Being a stellar undergrad researcher
How to make the professor and PhD students want to keep doing research with you
Let’s say you got into a research lab as an undergraduate researcher. Great! Now what?
If your goal is to continue on to graduate school, it’s important that you do good work in the lab and set a good impression on your research mentor (a graduate student or post-doc researcher) and the PI. Keep reading below for tips on being a stellar undergraduate research mentee.

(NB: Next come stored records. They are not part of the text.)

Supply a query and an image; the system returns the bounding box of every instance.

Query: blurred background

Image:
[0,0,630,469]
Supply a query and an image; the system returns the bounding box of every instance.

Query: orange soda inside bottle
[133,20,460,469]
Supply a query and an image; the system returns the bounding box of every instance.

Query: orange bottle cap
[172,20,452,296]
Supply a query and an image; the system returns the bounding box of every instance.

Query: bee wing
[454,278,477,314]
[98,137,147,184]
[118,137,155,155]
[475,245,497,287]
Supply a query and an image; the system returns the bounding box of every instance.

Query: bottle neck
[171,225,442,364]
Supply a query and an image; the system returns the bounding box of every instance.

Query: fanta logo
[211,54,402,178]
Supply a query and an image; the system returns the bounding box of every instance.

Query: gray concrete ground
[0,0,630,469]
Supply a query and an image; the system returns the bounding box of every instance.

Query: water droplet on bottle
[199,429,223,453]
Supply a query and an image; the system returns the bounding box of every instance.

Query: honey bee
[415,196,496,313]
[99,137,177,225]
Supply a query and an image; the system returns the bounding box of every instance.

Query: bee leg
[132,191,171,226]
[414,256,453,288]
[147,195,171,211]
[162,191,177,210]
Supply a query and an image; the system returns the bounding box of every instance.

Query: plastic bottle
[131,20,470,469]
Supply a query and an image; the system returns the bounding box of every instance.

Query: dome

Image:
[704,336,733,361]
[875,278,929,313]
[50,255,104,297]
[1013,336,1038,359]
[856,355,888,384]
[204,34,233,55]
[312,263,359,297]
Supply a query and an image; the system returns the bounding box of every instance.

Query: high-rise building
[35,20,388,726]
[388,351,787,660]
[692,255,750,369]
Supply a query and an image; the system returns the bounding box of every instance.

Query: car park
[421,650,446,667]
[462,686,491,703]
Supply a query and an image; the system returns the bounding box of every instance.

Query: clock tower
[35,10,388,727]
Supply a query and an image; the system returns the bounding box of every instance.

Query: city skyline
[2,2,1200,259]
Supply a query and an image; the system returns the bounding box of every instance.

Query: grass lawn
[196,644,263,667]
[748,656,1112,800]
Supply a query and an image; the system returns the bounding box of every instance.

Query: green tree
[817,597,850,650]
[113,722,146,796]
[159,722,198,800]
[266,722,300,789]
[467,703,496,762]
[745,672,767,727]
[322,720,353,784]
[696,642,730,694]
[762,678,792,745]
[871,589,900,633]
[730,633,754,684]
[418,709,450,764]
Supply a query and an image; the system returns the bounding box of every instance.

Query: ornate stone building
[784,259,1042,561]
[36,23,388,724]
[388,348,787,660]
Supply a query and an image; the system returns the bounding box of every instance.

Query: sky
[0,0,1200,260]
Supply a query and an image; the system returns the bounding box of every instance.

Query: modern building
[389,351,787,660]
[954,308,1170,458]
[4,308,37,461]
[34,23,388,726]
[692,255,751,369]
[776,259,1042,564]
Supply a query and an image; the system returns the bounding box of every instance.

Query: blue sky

How to be a stellar research mentee
After having advised undergraduate researchers myself, I found that there are some things that all good mentees do. Here are some of my tips for being a good undergraduate researcher:
- Doing excellent research involves careful ideation, efficient execution of ideas, thorough experimentation, effective collaboration with others, and convincing communication of results. As an undergraduate researcher, you should first focus on good execution and experimentation. You will improve at the other things over time, but good execution and experimentation you can do right from the get-go, and research mentors like to see that their mentees can implement new approaches and design and carry out careful experiments that assess the strengths and weaknesses of the methods. To execute and experiment well:
- Document your code. Write comments and docstrings for each function to make it very clear what it does. Use sensible variable names and minimize any hard-coding. Organize your code into different modules to keep it neat and make it easier to find stuff. If you need to explain the overall structure of the code in more detail, use the README or a Google Doc to write it all out. In the README, explain how to run the code, writing out the commands and the appropriate command-line arguments. Anyone who is new to the codebase should be able to quickly understand the overall structure of the code, know how to run it, and understand what each script and function is doing.
- Write clean code. If you don’t know what this means, Google “software engineering best practices” and “how to write clean code” and take note of the general principles.
- Log all of your experiments, e.g., in a Google Doc. Write the date that you did the experiment, the purpose, the command you ran (so that you can reproduce it later), and the results. Also consider adding details on the exact training/validation set if you are training machine learning models. If you find any unexpected results, log those as well and give a hypothesis about why the results are the way they are, even if you have to guess. Log training curves for machine learning projects if you think they are insightful.
- Don’t waste your time implementing things or running experiments that your mentor/advisor didn’t ask for, especially if they recommended higher-priority ones. Time is finite, so use it wisely.
- Don’t waste your time being stuck for more than 30 minutes. If you don’t know how to implement something, ask your mentor or a labmate for help.
- If you need to catch up and quickly learn more about your field of research, ask for a few key papers and/or blogs from your mentor. Skim over the papers and try to grasp the main points. Read the abstract, introduction, figures, and conclusion in the first pass, and then go deeper in the second pass.
- In general, work hard on your assigned project, even if the project is difficult and you don’t expect it to lead to a publication. The onus is on your mentor to get the paper submitted and published eventually; your job is to help your mentor’s ideas become reality by implementing them and performing experiments to validate their effectiveness. If you do a great job implementing things and running experiments but find out that your mentor’s proposals are not good, that’s fine. You did your part. In addition, if all your hard work doesn’t lead to a publication, that’s also fine. Hopefully the PI of your lab noticed your efforts regardless (and if not, try to communicate the hard work you’ve been doing, for example via regular updates!). Research can be hard and time-intensive. Don’t give up!